Looking at the traces, most time is spent in Bytes::concat and encode_length_uXX functions, and the resulting memory management. To reduce the time needed here, we pre-allocate memory in encode_length_uXX and make Bytes::concat owning, such that it does not need to allocate new memory.

Parsing Client Hello

Changing the way extensions are checked to perform fewer copies brought down the time spend in check_extensions from 74% to 41% of the client hello parsing time.

Parsing Server Hello

Similarly to the improvements when parsing client hellos, parsing server hellos benefits from the same improvements when checking extension.

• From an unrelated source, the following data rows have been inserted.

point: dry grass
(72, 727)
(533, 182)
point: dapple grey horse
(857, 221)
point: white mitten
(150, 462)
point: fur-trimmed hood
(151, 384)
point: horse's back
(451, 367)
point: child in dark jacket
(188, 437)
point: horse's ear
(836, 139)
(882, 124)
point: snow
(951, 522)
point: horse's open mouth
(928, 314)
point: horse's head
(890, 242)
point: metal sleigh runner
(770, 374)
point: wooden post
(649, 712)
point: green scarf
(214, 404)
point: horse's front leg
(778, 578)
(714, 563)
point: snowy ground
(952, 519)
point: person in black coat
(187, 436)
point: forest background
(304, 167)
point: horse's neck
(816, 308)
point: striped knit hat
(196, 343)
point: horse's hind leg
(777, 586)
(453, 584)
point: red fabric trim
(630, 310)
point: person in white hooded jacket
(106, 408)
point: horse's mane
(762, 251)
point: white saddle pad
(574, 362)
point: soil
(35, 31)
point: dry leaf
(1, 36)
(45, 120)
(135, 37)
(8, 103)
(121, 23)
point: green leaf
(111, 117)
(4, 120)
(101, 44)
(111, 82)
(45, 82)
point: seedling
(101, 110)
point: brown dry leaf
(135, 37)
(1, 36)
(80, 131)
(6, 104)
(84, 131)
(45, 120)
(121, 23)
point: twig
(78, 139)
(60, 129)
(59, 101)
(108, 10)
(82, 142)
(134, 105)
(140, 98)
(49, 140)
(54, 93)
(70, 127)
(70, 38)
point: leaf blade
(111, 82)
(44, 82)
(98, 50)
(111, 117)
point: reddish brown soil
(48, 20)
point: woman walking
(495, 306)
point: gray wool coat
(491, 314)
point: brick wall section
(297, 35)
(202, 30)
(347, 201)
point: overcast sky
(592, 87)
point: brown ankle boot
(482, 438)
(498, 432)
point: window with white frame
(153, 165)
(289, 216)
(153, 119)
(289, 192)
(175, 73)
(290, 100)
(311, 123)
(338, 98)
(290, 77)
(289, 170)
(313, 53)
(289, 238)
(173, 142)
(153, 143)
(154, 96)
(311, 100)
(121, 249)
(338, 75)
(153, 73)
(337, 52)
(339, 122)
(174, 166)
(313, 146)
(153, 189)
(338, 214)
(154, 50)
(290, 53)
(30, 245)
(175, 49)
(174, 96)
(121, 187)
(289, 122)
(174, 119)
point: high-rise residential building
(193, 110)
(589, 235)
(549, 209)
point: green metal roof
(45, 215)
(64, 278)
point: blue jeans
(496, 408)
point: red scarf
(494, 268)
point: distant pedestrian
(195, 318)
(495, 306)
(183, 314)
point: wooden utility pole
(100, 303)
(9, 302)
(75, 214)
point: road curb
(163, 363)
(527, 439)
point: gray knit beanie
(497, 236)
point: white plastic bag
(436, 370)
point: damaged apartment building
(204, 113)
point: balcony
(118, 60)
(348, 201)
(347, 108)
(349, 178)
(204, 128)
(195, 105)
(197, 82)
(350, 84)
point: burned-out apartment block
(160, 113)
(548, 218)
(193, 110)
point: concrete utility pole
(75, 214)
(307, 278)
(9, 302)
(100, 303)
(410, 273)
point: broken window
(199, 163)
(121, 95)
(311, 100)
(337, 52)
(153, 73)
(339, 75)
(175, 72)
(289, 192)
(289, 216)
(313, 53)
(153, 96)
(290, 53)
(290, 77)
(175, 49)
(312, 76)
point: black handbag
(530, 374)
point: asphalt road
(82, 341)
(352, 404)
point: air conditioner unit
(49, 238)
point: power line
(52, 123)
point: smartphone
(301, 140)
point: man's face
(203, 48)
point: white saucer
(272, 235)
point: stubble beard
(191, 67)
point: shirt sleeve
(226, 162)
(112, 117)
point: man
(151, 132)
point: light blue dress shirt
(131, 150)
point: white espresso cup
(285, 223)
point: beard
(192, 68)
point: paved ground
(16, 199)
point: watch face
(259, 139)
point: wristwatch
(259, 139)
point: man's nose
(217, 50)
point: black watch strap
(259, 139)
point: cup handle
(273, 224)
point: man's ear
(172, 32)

Parsing Server Certificate

Performance of parsing the server certificate can be improved by 50% by avoiding slice_range (copying memory into Bytes) and using raw slices instead.

Comparison

We compare with Rustls as it is the most popular TLS implementation in Rust and claims to be almost as fast as OpenSSL.

M1 Pro

Client

Bertie hs/s Rustls hs/s
P-256 EcDSA TLS_Chacha20Poly1305_SHA256 2828 3856
X25519 EcDSA TLS_Chacha20Poly1305_SHA256 4029 4064
P-256 RSA TLS_Chacha20Poly1305_SHA256 1247 4060
X25519 RSA TLS_Chacha20Poly1305_SHA256 1426 4198

Server

Bertie hs/s Rustls hs/s
P-256 EcDSA TLS_Chacha20Poly1305_SHA256 3448 7941
X25519 EcDSA TLS_Chacha20Poly1305_SHA256 5570 8663
P-256 RSA TLS_Chacha20Poly1305_SHA256 33 1260
X25519 RSA TLS_Chacha20Poly1305_SHA256 34 1262

Send Bulk Data

Bertie MB/s Rustls MB/s
TLS_Chacha20Poly1305_SHA256 686 1076
TLS_AESGCM128_SHA256 5926

Receive Bulk Data

Bertie MB/s Rustls MB/s
TLS_Chacha20Poly1305_SHA256 663 1012
TLS_AESGCM128_SHA256 5279

Intel AVX2 (Dell XPS13)

Client

Bertie hs/s Rustls hs/s
P-256 EcDSA TLS_Chacha20Poly1305_SHA256 3057 5051
X25519 EcDSA TLS_Chacha20Poly1305_SHA256 4208 5178
P-256 RSA TLS_Chacha20Poly1305_SHA256 1747 5070
X25519 RSA TLS_Chacha20Poly1305_SHA256 2074 5242

Server

Bertie hs/s Rustls hs/s
P-256 EcDSA TLS_Chacha20Poly1305_SHA256 3916 10946
X25519 EcDSA TLS_Chacha20Poly1305_SHA256 5996 9474
P-256 RSA TLS_Chacha20Poly1305_SHA256 40 1810
X25519 RSA TLS_Chacha20Poly1305_SHA256 40 1760

Send Bulk Data

Bertie MB/s Rustls MB/s
TLS_Chacha20Poly1305_SHA256 1789 2253
TLS_AESGCM128_SHA256 3715 5776

Receive Bulk Data

Bertie MB/s Rustls MB/s
TLS_Chacha20Poly1305_SHA256 1770 2168
TLS_AESGCM128_SHA256 3028 5255

Rustls

Raw numbers for Rustls and instructions.

Get rustls and run benchmarks

git clone [email protected]:rustls/rustls.git
cd rustls
cargo run -p rustls --release --example bench

Note that by default ChachaPoly is only benchmarked with RSA. The EcDSA variant can be added in bench_impl.rs.

Further, it does not seem possible to select the key exchange algorithm. The crypto providers in Rustls define an order of x25519, P256, P384, such that only x25519 is used by default.